Infants and toddlers require care every minute of the day. That simple fact means that your child must have a competent caregiver at all times. Leaving a newborn or toddler alone is not an option - not at home, not in the car, not ever. Be careful about relying on siblings or new friends.
Savor the routines. You and your little one need the security of scheduled meals, playtime, and bedtimes. You can help head off some behavior problems later on by making some parts of life predictable from an early age.
Build a support system.
You need to join forces with people around you. First, plan for emergencies. Sickness, jury duty, and traffic jams happen. There may be an excellent 24-hour childcare facility available, or you may be near family. You'll need an adult on-call who can help you out in an emergency.
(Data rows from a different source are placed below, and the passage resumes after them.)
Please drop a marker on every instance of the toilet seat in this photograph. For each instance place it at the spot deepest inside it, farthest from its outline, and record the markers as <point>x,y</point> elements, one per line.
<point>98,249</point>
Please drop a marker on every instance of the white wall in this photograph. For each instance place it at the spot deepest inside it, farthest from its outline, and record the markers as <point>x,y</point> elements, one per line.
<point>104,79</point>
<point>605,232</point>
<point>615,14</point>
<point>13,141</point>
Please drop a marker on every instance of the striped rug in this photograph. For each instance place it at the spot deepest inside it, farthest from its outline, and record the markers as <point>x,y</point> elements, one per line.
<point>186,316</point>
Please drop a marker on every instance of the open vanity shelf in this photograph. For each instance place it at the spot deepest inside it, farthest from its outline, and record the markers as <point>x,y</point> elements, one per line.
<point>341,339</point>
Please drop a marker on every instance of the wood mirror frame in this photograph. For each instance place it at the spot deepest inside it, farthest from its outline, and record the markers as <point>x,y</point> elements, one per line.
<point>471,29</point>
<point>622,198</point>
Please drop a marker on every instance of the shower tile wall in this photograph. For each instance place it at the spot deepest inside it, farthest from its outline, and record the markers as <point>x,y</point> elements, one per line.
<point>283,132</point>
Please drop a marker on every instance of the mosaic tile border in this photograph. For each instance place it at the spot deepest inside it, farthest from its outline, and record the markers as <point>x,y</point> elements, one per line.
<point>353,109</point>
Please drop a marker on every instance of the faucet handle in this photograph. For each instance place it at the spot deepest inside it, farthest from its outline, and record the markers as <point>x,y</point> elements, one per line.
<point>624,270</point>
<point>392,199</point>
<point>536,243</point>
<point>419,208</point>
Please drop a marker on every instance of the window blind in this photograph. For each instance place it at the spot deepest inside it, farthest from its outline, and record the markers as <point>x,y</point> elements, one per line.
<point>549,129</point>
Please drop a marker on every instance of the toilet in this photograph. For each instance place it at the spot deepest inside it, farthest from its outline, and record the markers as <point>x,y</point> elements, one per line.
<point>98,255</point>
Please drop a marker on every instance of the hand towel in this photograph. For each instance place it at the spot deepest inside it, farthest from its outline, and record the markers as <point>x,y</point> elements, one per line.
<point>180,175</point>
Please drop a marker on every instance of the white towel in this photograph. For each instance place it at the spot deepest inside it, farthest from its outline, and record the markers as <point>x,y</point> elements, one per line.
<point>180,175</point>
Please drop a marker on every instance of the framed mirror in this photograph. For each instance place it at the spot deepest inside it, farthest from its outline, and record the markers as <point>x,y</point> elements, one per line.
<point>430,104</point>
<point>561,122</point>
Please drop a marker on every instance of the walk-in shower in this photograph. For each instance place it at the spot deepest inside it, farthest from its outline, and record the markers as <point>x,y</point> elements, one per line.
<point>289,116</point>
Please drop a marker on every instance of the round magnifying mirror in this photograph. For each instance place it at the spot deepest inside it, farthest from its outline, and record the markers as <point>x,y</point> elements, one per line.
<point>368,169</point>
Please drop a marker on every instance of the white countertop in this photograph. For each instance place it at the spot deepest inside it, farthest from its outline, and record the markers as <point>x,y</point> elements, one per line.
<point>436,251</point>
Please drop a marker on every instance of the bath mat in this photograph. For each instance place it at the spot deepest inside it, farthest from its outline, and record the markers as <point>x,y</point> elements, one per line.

There are no reliable statistics on how many single parents live alone - just parent and newborn or toddler. Single parents may have a nurturing environment living with their parents, with another family member, with a partner, or with a same sex or opposite sex parenting partner. A single parent may go non-conventional and invite a college student to board with him/her in exchange for some babysitting and support.
In addition to making your living conditions suitable, you'll need day-to-day connections. Popular places to make that first contact are at your baby's childcare center, at your place of worship, or in your neighborhood. It may be a widow or a grandma whose grandchildren are in another city who can offer you support. You may know a homeschool family with an older teen experienced in childcare who would love to babysit and has time available. Trading childcare is popular in parenting communities. The parent you trade off with may be single or may be married and want a date night with a partner. Sharing childcare works well either way.
Well-established online communities can help you meet people and connect to resources in your community. Some of the better known groups are Parents Without Partners and Single Parents. Build connections. Accept help.
Know baby milestones and safety measures.
Babies change quickly. An important step to thriving through the baby and toddler years is to know characteristics of the age. When is a baby at risk for rolling off the bed? When will you need baby gates? What are the best food choices? The What to Expect series has educated a generation of parents. Information is conveniently available for the first year and the toddler years. You're not as likely to feel isolated and alone when you recognize that other parents are going through the same stages with their babies.
As a single parent with an infant, you want to avoid last minute anything. Planning ahead for changes in your little one's feeding or mobility can reduce stress and improve health for you and him.
Watch your finances.
In a world of two-wage earner families, you and your baby are going it on one, or possibly one plus some child support. You'll need to live smart when it comes to money. Make every effort to stay out of debt and live within your means. Use your money for what matters. Quality childcare is costly, but your baby needs to be nurtured, and you need to know they are in loving hands.
If a more expensive brand of diapers means your baby can sleep through the night (and you get a full night's sleep!!), it's probably worth it. If the cute name brand shoes mean your social media page lights up, no deal.
And so prepare to do more than survive the baby years; start to thrive. Oh, you may not feel like you're thriving today or tomorrow, but you will. You're going to stay educated and connected. You're going to make wise choices that bring you and your little one to a place of strength and beauty.